When you walk into a hardware store and gaze upon the vast array of locks for your house, there's one thing you'll never see on any of the colorful packaging: "This lock prevents burglaries!" Likewise, down the aisle of your local office-supply superstore  where they keep the safes, you don't see this on any of the labels: "This safe prevents theft!" Why, then, do we fall for their tricks when marketers of computer security products claim "This product prevents attacks!"?
 Come on, admit it: office supplies are fun .
Physical access controls, like all forms of access control, erect barriers. The lock on your computer room door is a barrier to many forms of attempted unauthorized access, but has very little protective influence against a strategically located stick of dynamite. Does that mean you need super-thick walls and explosion-resistant steel doors? Probably not, if your threat assessment indicates that such an attack is highly unlikely and your risk assessment indicates that the expense of providing security that strong outweighs the value of the assets you're protecting.

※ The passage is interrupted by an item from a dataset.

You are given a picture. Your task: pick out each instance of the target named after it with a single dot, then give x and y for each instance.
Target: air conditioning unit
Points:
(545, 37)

A lock on the door, a camera in the hall, and a single-entry/single-exit building watched by highly involved (read: paid enough to care) guards are probably sufficient enough protection. They'll have the necessary effect of discouraging an attacker from attempting a break-in, possibly motivating him or her to move on to someone else who hasn't implemented appropriate physical security. If someone tries to breach your security anyway, physical access controls buy you time to detect that a breach has occurred and to react accordingly . Indeed, controls such as locks and safes are often rated according to their resistance to attack or time to failure: a safe might be rated as TL-15, meaning it can withstand 15 minutes of attack by common hand tools, or TTL-45, 45 minutes of attack by torches and hand tools. Buy the safe that provides the level of response you need against the attacks you anticipate.
The same logic applies to all the physical, network, host, application, and data security controls we mention throughout the rest of the book. Nothing we describe here is completely preventively secure . We give you techniques and procedures to stop many of today's attacks, to slow down or discourage attackers , to erect barriers, to give you time. We make strong recommendations based on our extensive experience. But only your threat and risk assessments can really help you determine exactly what is appropriate for you.